Hi. I purchased a new Thinkpad T14 Gen 4 Laptop with an AMD GPU and it sporadically crashes my X server (running Openbox on Debian Bookworm).
GPU according to lspci:
Code:
64:00.0 VGA compatible controller: Advanced Micro Devices, Inc. [AMD/ATI] Phoenix1 (rev dd)
The crash is reproducible running any of the glmark2 benchmark (or at least the scenarious build, shading and texture) at exactly the end of the benchmark.
I tested with kernels 6.1, 6.6, 6.7, 6.8 and the behavior is the same.

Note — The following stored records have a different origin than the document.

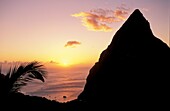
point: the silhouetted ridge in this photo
(132, 71)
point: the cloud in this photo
(100, 19)
(72, 44)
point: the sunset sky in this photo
(70, 32)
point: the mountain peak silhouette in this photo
(132, 70)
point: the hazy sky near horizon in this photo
(70, 31)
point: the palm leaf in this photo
(20, 76)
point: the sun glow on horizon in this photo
(64, 62)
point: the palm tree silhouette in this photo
(17, 77)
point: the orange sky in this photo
(70, 32)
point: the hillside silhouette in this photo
(132, 73)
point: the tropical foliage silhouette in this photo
(19, 76)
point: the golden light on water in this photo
(65, 62)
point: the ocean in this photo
(61, 84)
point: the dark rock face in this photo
(132, 71)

The crash produces the following logging:
Code:
May 21 12:18:51 laptop kernel: [drm:amdgpu_job_timedout [amdgpu]] *ERROR* ring gfx_0.0.0 timeout, signaled seq=61972, emitted seq=61974
May 21 12:18:51 laptop kernel: [drm:amdgpu_job_timedout [amdgpu]] *ERROR* Process information: process glmark2 pid 3403 thread glmark2:cs0 pid 3404
May 21 12:18:51 laptop kernel: amdgpu 0000:64:00.0: amdgpu: GPU reset begin!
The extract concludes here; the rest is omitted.